Alerjisi Olanlar İçin Kedili Bir Hayat Mümkün

Yasmin

New member
Kedilere alerjisi olduğu için sahiplenemeyen yahut sevmekten kaçınan bireyler için kedili bir ömür mümkün. Yapılacak alerji testi daha sonrası uygulanmasına karar verilen aşı ile kişinin hayat kalitesinin bariz bir düzeyde arttığına değinen Türkiye Ulusal Alerji ve Klinik İmmünoloji Derneği (AİD) Lider Yardımcısı Prof. Dr. Demet Can, “Günümüzde kedi sahiplenme sıklığının artmasına paralel olarak uyguladığımız aşı tekniği başarılı sonuçlar elde ettiğimiz bir tedavi şekli” dedi.

Bir çoğumuzun meskeninde bulunan patili dostlarımız kimi vakit istemesek de alerjik tepkilere sebep olabiliyor. Kedi alerjisi,
tıpkı saman nezlesi (alerjik rinit) üzere çoklukla gözlerde ve burunda kaşıntı, burunda akıntı yahut tıkanıklık, hapşırma ve göz yaşarmasına niye olabiliyor. Kimi hastalarda nefes darlığı, göğüste sıkışma, astım nöbeti ve hatta alerjik şoka (anafilaksi) varan tablolar da görülebiliyor. Alerjik belirtiler hayvanlara dokununca ortaya çıkacağı üzere, hava yoluyla da solunduğunda belirtilere yol açabiliyor.

Alerjik belirtiler kimi şahıslarda birinci dakikalarda ortaya çıkarken kimi vakit 8-12 saat daha sonra en şiddetli hale gelebiliyor.
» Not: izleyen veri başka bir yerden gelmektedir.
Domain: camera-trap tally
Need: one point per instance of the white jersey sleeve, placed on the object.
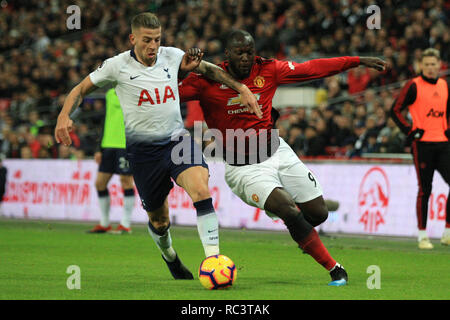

Evcil hayvanlar ortamdan uzaklaşsa bile tüyleri havada asılı kalıp, mobilya ve kıyafetlere yapışmış olabileceğinden belirtiler uzun müddet devam edebiliyor.

Aşı Uygulaması ile Kedi Alerjisi Olanların Hayat Kalitesi Artıyor

Kedi alerjisi için tedavi hallerine değinen Türkiye Ulusal Alerji ve Klinik İmmünoloji Derneği Lider Yardımcısı Prof. Dr. Demet Can bahisle ilgili olarak şu ayrıntıları verdi:

“İlk adım olarak evcil hayvanlara karşı olan alerjinin olup olmadığı alerji ve immünoloji uzmanı tarafınca uygun testler yapılarak saptanmalıdır. Kedi alerjisi maalesef pek sık karşılaştığımız bir alerji tipi ve kedi alerjisi olanların 25-50’sinde köpek alerjisi de olduğu için bu şahıslar evcil hayvan sahiplenmekten çekiniyor. Bu üslup durumlarda şimdiye kadar tedavi olarak alerjenden yani kediden uzaklaşmayı öneriyorduk.”

Hastaların epeyce sevdiği dostlarından, onları yakınlarına verecek olsalar bile ayrılmak istemediklerini belirten Prof. Dr. Demet Can “Bu durumda yüksek verimli hava filtrelerinin kullanılması, havalandırma sisteminin filtreleri çoğunlukla temizlenmesi ve evcil hayvanın yatak odasından katiyen uzak tutulmasını öneriyoruz. Hayvan alerjenleri yapışkan olduğu için halıların kaldırılmasını, halılar kaldırılmıyorsa kısa tüylü ve yıkanabilir olanların tercih edilmesini, konut süpürülürken maske takılmasını, kediyle uzun müddet temastan daha sonra giysilerin değiştirilmesini de tavsiye ediyoruz. Hatta maalesef tabiatına uygun olmasa da kedinin haftada en az iki defa yıkanması da istemeden verdiğimiz tavsiyeler içinde” dedi.

Bu tedbirlerin alerji durumuna göre hastaların hayat kalitelerini çok yükseltmekte olduğunu belirten Prof. Dr. Demet Can; “Bu tedbirlerin yanında polen aşısı üzere kedi alerjisinde de aşı yapılabilir. Kedi alerjeninin epey minik dozda başlanıp giderek artırılarak bedene enjekte edilmesi prensibine dayanan bu tedavi yolu, günümüzde kedi sahiplenme sıklığının artmasına paralel olarak daha sık uyguladığımız ve başarılı sonuçlarla karşılaştığımız bir tedavi şekli” diye konuştu.